In this study, we found similar effect sizes for maternal education and TSH levels on externalizing scores (both r2 = 0.03). For comparison, in medical science, the effect sizes of a magnitude between 0.01 and 0.04 are sometimes considered as “dramatic” (30), whereas the same effect sizes in the field of child's behavior are typically considered “small.”

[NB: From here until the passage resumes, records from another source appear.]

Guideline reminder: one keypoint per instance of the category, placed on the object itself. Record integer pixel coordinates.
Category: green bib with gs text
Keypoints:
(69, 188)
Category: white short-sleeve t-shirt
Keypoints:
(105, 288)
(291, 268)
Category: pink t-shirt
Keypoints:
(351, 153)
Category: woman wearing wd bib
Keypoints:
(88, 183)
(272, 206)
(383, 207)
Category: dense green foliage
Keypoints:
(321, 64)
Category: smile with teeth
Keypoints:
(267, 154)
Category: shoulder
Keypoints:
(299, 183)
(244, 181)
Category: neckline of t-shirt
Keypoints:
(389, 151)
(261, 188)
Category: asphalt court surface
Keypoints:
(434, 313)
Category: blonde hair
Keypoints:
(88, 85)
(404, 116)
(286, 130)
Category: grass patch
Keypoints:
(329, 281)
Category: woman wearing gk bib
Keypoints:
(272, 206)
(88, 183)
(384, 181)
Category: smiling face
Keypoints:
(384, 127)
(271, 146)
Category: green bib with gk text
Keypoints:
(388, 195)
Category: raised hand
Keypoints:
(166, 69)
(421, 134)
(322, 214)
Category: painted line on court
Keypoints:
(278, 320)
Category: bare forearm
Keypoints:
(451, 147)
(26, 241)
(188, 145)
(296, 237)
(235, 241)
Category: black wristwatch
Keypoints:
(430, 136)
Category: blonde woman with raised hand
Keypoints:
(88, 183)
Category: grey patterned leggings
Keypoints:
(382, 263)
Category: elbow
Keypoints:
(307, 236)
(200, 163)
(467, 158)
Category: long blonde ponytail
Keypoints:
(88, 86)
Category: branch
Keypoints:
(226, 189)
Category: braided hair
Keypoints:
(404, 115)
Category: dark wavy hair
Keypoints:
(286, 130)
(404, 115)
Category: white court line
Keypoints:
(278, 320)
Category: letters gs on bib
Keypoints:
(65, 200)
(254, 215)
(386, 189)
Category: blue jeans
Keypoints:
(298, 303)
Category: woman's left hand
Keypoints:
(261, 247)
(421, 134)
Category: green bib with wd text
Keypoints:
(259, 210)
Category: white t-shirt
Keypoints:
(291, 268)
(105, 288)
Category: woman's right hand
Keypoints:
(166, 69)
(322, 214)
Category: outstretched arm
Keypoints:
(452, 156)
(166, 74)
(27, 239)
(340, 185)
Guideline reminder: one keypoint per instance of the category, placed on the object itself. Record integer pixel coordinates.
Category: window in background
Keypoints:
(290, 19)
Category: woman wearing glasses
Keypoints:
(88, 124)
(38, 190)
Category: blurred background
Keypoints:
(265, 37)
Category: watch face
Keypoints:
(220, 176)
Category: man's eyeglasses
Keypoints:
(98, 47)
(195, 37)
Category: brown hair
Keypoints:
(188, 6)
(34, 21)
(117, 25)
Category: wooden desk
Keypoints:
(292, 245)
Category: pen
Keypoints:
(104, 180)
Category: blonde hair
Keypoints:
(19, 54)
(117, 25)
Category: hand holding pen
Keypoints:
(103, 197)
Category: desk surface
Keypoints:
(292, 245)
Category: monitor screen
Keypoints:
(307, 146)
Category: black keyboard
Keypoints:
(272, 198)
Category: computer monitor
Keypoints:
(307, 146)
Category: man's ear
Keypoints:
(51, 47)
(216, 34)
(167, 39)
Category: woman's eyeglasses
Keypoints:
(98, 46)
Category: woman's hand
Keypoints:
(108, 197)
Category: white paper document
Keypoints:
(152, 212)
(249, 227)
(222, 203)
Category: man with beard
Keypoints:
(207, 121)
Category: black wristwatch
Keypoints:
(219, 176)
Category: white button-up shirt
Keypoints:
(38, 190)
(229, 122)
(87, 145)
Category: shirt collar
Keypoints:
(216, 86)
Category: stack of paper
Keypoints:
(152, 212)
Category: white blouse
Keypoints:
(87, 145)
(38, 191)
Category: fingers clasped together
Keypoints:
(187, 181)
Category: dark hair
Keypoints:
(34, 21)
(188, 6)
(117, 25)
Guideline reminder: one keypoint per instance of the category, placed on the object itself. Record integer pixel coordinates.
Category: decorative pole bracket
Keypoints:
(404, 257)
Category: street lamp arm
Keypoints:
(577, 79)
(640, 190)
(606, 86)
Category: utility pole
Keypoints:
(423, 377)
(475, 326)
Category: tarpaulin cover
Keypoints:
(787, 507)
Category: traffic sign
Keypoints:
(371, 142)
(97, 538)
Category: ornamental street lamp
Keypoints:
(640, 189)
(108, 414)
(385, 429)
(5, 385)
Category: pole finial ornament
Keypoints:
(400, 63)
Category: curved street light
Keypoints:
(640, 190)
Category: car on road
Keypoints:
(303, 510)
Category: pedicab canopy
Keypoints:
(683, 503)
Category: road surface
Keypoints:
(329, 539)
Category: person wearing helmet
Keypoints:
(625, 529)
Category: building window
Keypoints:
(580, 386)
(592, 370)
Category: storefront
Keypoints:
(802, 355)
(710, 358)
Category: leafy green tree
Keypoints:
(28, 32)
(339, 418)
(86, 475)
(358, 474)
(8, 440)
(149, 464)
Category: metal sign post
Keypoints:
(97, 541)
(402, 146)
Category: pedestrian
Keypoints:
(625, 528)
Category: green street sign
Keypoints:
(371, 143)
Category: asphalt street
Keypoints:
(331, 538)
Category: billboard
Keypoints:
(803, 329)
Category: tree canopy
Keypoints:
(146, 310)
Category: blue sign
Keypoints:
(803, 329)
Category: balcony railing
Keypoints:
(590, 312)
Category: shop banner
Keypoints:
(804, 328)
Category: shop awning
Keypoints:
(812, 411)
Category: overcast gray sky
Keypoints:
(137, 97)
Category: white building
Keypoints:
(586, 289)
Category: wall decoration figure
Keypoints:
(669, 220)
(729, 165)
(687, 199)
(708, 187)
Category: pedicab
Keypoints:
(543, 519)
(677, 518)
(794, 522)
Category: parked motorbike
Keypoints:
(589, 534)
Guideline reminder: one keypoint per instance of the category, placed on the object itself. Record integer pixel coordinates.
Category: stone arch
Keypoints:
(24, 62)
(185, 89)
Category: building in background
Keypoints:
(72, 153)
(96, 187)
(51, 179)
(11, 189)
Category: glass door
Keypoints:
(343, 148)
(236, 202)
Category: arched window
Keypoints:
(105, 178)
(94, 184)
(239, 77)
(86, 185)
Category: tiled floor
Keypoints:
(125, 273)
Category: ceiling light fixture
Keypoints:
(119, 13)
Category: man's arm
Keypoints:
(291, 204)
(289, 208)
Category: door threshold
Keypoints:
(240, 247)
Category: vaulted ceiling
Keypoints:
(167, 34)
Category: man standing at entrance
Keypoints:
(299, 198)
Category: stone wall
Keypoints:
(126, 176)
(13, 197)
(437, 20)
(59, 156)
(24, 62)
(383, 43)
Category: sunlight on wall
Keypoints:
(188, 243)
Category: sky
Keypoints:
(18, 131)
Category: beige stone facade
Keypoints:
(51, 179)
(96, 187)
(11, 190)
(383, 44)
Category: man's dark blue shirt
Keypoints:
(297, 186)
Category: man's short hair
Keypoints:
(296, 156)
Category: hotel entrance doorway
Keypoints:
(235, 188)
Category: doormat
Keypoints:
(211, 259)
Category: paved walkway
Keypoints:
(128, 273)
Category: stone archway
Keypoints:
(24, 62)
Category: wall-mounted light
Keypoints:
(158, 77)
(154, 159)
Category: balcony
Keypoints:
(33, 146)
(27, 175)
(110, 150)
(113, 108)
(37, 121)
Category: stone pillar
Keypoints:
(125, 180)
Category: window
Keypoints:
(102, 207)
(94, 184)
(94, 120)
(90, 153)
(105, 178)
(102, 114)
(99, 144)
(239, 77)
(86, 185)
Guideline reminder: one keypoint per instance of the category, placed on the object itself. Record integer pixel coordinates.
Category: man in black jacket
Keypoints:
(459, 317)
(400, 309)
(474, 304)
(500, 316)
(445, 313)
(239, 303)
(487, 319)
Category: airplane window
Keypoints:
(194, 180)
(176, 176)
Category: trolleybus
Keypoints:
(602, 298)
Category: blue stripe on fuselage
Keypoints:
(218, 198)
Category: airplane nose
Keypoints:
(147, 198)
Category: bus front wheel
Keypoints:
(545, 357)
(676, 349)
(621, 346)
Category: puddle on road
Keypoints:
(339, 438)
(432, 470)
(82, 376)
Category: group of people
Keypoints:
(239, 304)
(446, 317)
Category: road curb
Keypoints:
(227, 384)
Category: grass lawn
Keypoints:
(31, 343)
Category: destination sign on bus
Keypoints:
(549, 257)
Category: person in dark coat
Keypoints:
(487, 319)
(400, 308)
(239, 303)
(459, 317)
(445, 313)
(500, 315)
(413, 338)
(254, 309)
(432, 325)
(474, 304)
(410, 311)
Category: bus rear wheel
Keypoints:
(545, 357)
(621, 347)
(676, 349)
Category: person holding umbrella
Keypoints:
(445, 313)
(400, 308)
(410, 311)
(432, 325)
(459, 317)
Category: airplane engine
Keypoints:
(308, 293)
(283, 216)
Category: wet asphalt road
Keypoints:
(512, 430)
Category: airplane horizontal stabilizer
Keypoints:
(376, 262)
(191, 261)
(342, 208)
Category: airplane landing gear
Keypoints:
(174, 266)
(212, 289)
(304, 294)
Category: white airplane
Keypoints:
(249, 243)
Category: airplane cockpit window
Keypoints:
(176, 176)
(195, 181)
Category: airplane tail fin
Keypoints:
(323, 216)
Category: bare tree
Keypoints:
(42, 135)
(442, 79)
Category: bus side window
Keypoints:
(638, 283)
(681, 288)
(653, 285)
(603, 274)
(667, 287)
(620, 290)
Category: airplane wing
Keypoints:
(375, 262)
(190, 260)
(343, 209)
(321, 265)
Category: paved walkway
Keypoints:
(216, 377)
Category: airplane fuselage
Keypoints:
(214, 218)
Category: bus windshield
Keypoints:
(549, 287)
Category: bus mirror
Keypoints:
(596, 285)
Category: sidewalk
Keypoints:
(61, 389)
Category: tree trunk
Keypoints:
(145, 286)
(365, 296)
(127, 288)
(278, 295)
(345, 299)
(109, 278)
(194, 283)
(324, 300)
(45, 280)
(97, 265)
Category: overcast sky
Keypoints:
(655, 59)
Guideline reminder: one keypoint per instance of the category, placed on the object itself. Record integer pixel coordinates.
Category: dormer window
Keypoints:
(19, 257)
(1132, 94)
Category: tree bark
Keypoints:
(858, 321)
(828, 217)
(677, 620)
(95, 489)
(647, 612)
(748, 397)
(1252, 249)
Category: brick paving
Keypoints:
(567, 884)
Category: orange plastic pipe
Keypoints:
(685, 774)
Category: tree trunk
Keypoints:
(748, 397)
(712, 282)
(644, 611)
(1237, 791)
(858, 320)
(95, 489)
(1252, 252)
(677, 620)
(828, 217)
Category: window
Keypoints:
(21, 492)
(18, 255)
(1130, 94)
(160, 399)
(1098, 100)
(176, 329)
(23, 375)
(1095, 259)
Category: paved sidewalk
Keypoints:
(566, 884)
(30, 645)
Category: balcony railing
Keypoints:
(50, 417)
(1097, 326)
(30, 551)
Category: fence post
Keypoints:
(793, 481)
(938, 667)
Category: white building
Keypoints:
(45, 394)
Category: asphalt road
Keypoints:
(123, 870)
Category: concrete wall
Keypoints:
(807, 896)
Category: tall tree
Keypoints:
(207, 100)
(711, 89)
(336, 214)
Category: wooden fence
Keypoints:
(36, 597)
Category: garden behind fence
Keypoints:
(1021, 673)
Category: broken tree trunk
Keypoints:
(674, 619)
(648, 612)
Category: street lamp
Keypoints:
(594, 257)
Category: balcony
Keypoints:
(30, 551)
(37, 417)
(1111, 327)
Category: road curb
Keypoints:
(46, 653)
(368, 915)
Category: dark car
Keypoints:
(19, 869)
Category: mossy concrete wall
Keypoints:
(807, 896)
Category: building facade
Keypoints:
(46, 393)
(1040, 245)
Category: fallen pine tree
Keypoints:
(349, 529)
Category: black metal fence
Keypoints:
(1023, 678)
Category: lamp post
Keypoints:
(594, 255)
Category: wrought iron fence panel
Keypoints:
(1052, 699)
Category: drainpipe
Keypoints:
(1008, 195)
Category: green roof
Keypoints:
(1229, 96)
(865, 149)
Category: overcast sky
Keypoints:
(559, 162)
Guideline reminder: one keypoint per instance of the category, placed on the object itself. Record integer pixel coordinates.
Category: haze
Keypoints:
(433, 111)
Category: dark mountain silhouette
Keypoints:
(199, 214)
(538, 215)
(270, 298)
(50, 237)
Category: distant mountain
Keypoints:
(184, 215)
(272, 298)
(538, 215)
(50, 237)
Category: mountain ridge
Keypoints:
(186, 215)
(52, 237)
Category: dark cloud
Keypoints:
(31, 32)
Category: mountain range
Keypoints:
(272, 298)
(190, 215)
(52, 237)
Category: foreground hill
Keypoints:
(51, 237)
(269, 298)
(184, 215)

Our study has several strengths. Few population-based studies investigated prospectively the effect of maternal thyroid function on problem behavior of the offspring. We measured maternal thyroid parameters before the 18th wk of gestation, as recommended in the literature (7,10). The child's behavior was assessed at two time points and by both parents to reduce the informant effect (31).

The participation rate in this study was high but the possibility of selection bias remains, as the nonrespondents differed from participants. We can only speculate whether the relationship between TSH and externalizing scores was different in mothers lost to follow-up. However, we certainly lost some statistical power. Another limitation of this study was that the full effect of both time and informant on the outcome could not be shown, as the fathers were approached only when the children were 3 y to minimize the burden on parents. Moreover, not all items of the DSM scales of CBCL are applicable to all ages. However, an instrument like CBCL that covers a relatively wide age range makes findings across ages easily comparable. In addition, these scales do not provide a diagnostic category but address a continuous trait in children. We did not measure the iodine levels in maternal blood and in the diet, a factor which can affect both thyroid hormones and the brain structure of the child (8).

The positive linear association between maternal plasma TSH levels and externalizing scores of children suggests that subtle variation of maternal thyroid function in the general population impacts on fetal brain development, which determines behavioral and emotional problems later in life.